Asosiasi Produsen Alat Kesehatan Indonesia (Aspaki) mengeluhkan maraknya barang-barang impor yang membanjiri pasar di Tanah Air. Hal ini membuat para produsen alat kesehatan (Alkes) hanya memperoleh pangsa pasar sebesar 0,7%.
Cristina Sandjaja, Sekretaris Jenderal (Sekjen) Aspaki mengungkapkan pasar nasional maupun global masih didominasi barang-barang asal Amerika Serikat (AS) dengan kontribusi sebesar 38,2%. Kemudian, diikuti oleh Cina yang menguasai 19,9%, dan India 2,16%.
“Impor kita untuk alkes mencapai Rp 40 triliun. Namun, industri alkes bisa ekspor Rp 16 triliun, jadi defisit Rp 23 triliun. Impor lebih besar dari ekspor. Setelah adanya teguran Presiden, kini kita baru tersadar untuk menggenjot produksi alkes dalam negeri,” kata Cristina melalui keterangannya, Senin (3/10/2022).
Dari penuturan Cristina, industri alkes nasional harus berhadapan dengan berbagai tantangan untuk bisa menjadi tuan rumah di negeri sendiri. Tantangan itu mulai dari teknologi yang masih tertinggal, minimnya sumber daya manusia (SDM) yang bisa memproduksi alkes, hingga keterbatasan investasi.
Kondisi tersebut menyebabkan produsen alkes nasional sangat sedikit. Tercatat, hingga sekarang hanya ada 727 pabrik alkes dengan 4.265 distributornya di seluruh Indonesia.
Tak hanya itu, izin produk alkes lokal pun masih lebih sedikit dibandingkan produk impor.

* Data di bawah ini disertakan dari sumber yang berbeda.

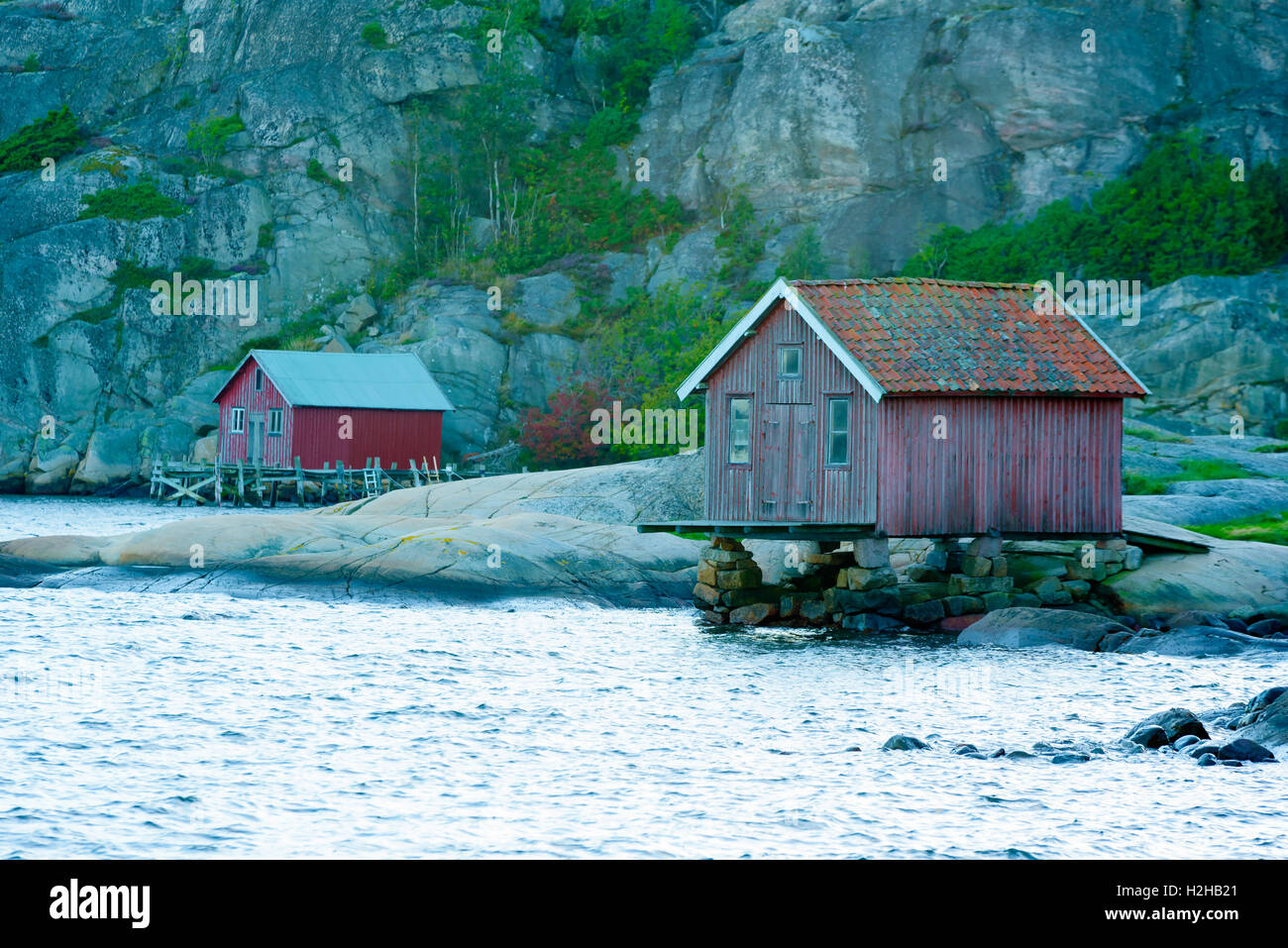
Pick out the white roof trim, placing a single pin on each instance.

Catatan Aspaki menyebut pemerintah baru mengeluarkan izin untuk produk lokal sebanyak 11.734, sedangkan impor mencapai 52.721.
“Walaupun kondisinya cukup memprihatinkan, kami tetap optimistis ke depan bisa menambah produksi alkes. Ini terlihat dari komitmen Presiden Joko Widodo yang akan membangun rumah sakit internasional di Bali dan akan menyerap banyak alkes buatan lokal,” ujarnya.
Kondisi yang sama juga terjadi pada industri farmasi nasional. Berdasarkan data Gabungan Pengusaha Farmasi Indonesia (GPFI) hingga sekarang 95% bahan baku obat harus diimpor dari Cina dan India.
Herry Sutanto, Direktur Utama PT Dexa Medica mengatakan tingkat ketergantungan impor bahan baku sudah sangat akut. Dengan demikian diperlukan langkah-langkah strategis agar bisa menjadi negara yang mandiri.
“Farmasi dibuat di Indonesia tapi 95% bahan baku masih impor. Jadi kejadian waktu pandemic COVID-19, China dan India lockdown kita kesulitan mendapatkan bahan baku obat, butuh perjuangan luar biasa. Saya juga datang sendiri ke sana untuk mencari Chloroquine, biasanya pengiriman India ke Indonesia cuma beberapa hari, kemarin harus melewati beberapa negara jadi lebih lama,” ucapnya.